Luke Nandasava explique que si une catastrophe impliquait le Kenya et l’Ouganda, par exemple, il pourrait y avoir « un centre de commandement unifié à proximité de l’emplacement de l’incident, mais nous disposons d’un responsable kényan de la gestion des incidents et d’un autre responsable ougandais de la gestion des incidents, qui peuvent travailler ensemble, se mettre d’accord sur les objectifs qu’ils doivent atteindre et sur la voie à suivre ».

« Aussi, la manière dont ils vont mobiliser les ressources de différents pays suivra les procédures opérationnelles standard de leurs pays respectifs, mais ils peuvent être en mesure de se mobiliser et de coordonner leurs actions ensemble », fait-il valoir.
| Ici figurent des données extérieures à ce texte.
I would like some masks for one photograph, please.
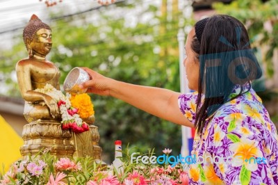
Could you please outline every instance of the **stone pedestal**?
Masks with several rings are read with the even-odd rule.
[[[59,158],[71,157],[74,152],[74,146],[70,143],[72,136],[72,131],[63,130],[61,124],[56,121],[32,122],[23,127],[24,145],[20,152],[26,158],[49,149],[51,154]]]
[[[101,147],[99,146],[99,134],[98,127],[91,124],[90,130],[80,134],[73,133],[71,144],[74,145],[75,156],[92,156],[97,163],[106,163],[101,161]]]

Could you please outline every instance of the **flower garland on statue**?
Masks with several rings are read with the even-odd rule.
[[[70,94],[67,93],[65,95],[60,90],[56,89],[48,83],[43,88],[38,88],[35,91],[46,94],[57,102],[57,105],[62,117],[61,123],[63,129],[71,129],[75,133],[81,133],[89,130],[88,124],[83,122],[79,114],[78,114],[79,109],[72,106],[70,102]],[[87,95],[87,96],[88,95]],[[89,100],[90,102],[90,99]],[[45,103],[43,102],[42,106]],[[92,108],[92,102],[90,102],[90,104]]]

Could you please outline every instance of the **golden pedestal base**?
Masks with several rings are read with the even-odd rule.
[[[24,125],[22,138],[24,143],[20,152],[25,159],[49,149],[51,154],[58,158],[92,156],[96,162],[105,165],[101,159],[98,127],[92,124],[89,131],[75,134],[63,130],[58,122],[38,120]]]
[[[72,134],[63,130],[61,124],[56,121],[38,120],[23,127],[24,145],[20,148],[22,155],[35,156],[45,149],[58,157],[70,157],[74,147],[70,143]]]

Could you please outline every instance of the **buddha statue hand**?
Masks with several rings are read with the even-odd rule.
[[[44,95],[42,97],[45,102],[45,104],[49,108],[49,112],[52,118],[56,118],[60,114],[56,101],[47,95]]]

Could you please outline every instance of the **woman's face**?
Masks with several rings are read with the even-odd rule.
[[[185,49],[186,58],[183,65],[186,67],[186,77],[188,80],[188,88],[191,90],[198,90],[199,63],[197,54],[191,48],[191,42],[195,31],[193,28],[187,36]]]
[[[42,56],[47,56],[52,47],[52,34],[50,30],[38,30],[30,44],[31,49]]]

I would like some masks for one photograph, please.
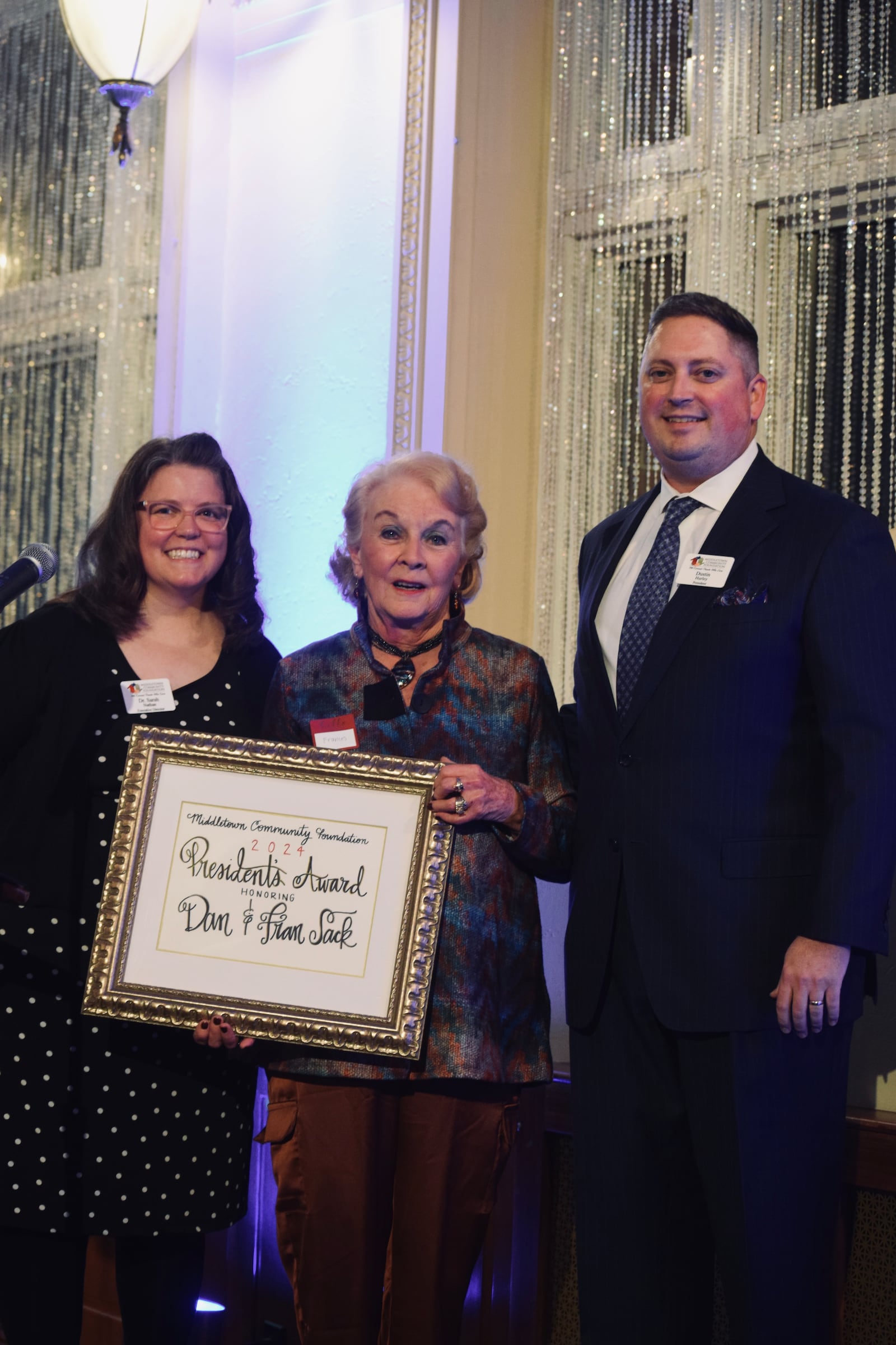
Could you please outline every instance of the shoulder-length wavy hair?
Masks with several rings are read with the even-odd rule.
[[[211,434],[150,438],[130,457],[114,484],[109,506],[93,525],[78,553],[78,586],[66,599],[86,617],[103,621],[116,635],[132,635],[140,625],[146,596],[146,573],[137,542],[137,502],[161,467],[204,467],[220,482],[232,507],[227,525],[227,554],[206,586],[204,608],[214,611],[226,631],[228,648],[251,642],[265,613],[255,597],[253,521],[236,477]]]
[[[461,521],[463,554],[466,564],[461,574],[458,594],[466,603],[476,597],[482,586],[480,561],[485,555],[482,533],[488,522],[480,504],[476,482],[467,471],[445,453],[408,453],[403,457],[388,457],[382,463],[371,463],[352,482],[343,508],[345,527],[336,550],[330,555],[332,578],[347,603],[360,604],[363,584],[357,586],[349,546],[357,549],[364,527],[364,514],[371,494],[379,486],[390,486],[398,480],[415,480],[435,491],[443,504]]]

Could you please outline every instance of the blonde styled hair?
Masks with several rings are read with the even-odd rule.
[[[357,550],[360,546],[364,514],[371,494],[379,486],[407,479],[429,486],[442,503],[447,504],[451,512],[459,518],[465,565],[458,593],[469,603],[482,586],[480,561],[485,554],[482,533],[486,518],[485,510],[480,504],[476,482],[459,463],[455,463],[453,457],[446,457],[445,453],[408,453],[402,457],[388,457],[382,463],[371,463],[369,467],[357,473],[343,508],[345,519],[343,537],[336,543],[329,562],[336,586],[347,603],[356,601],[356,578],[348,549],[352,546]]]

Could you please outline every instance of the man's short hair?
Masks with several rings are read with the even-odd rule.
[[[688,289],[682,295],[669,295],[650,315],[647,340],[666,317],[708,317],[711,321],[719,323],[739,347],[740,363],[747,381],[759,373],[756,328],[748,317],[739,313],[724,299],[716,299],[715,295],[701,295],[697,289]]]

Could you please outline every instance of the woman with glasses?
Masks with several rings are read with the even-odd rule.
[[[204,1236],[246,1210],[255,1069],[81,1014],[133,724],[258,736],[250,516],[210,434],[125,465],[78,586],[0,632],[0,1325],[81,1336],[86,1240],[116,1239],[125,1345],[187,1342]],[[141,681],[164,679],[148,712]],[[27,896],[27,900],[24,900]]]

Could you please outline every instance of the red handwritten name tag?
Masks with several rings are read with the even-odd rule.
[[[337,714],[333,720],[312,720],[312,742],[316,748],[356,748],[357,729],[353,714]]]

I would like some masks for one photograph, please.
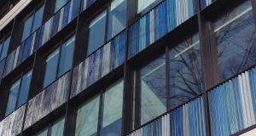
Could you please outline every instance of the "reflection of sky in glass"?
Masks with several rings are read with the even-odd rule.
[[[123,79],[106,89],[103,102],[102,135],[121,135],[123,110]]]
[[[223,82],[256,62],[251,2],[241,4],[213,25],[218,41],[219,81]]]
[[[197,96],[203,90],[198,34],[169,52],[171,109]]]
[[[76,136],[96,135],[100,97],[85,102],[79,110],[76,122]]]
[[[146,123],[166,110],[165,55],[156,59],[140,71],[141,124]]]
un soldat ougandais servant dans la Mission de l’Union africaine en Somalie garde le site où un avion-cargo Airbus A300-200F de la compagnie aérienne égyptienne Tristar Air s’est écrasé à la périphérie de Mogadiscio en octobre 2015. REUTERS

Une autre composante d’une gestion efficace des catastrophes, que les cours renforcent, est l’importance de la prévalence de l’autorité civile sur l’armée dans les réponses aux catastrophes. De telles questions peuvent représenter un défi au Kenya, observe Nandasava. Le SCI rassemble tous les intervenants — policiers, militaires et civils — et les laisse examiner et comprendre les responsabilités de chacun. Le Kenya dispose également d’un « protocole pour les incidents entraînant des pertes massives », qui stipule quel organisme doit prendre la tête des opérations lorsqu’une catastrophe frappe.

Au Kenya, si un incident exige une opération de recherche et de sauvetage, la Croix Rouge s’en charge, précise Luke Nandasava. Un responsable de la Croix Rouge confiera à la police et à l’armée la conduite des opérations. Ceci va à l’encontre de la tendance de l’armée à prendre les commandes.

« Par ailleurs, des enseignements ont été tirés de l’incident qu’a constitué l’attaque terroriste au Westgate, à Nairobi, où nous avons eu beaucoup de problèmes du point de vue de la coordination des organismes de sécurité», regrette Luke Nandasava. « Toutefois, de nos jours, lorsqu’un incident survient, nous savons qu’il y aura une organisation spécifique qui prendra les rênes, et que toutes les autres organisations qui répondront à cette catastrophe pourront se placer sous l’autorité de cette personne ».

Luke Nandasava affirme qu’à l’avenir, la diffusion des principes et pratiques des cours au niveau des communautés sera indispensable pour combler les lacunes constatées dans les capacités de gestion des catastrophes.

« Nous nous efforçons de faire mieux comprendre aux populations qu’il n’est pas toujours nécessaire de s’en remettre à l’armée pour qu’elle apporte des solutions », ajoute-t-il. « L’armée ne vient qu’à titre d’appui matériel dans la gestion d’une catastrophe, mais ce sont en réalité les composantes civile et policière qui sont responsables de la réponse à la catastrophe ».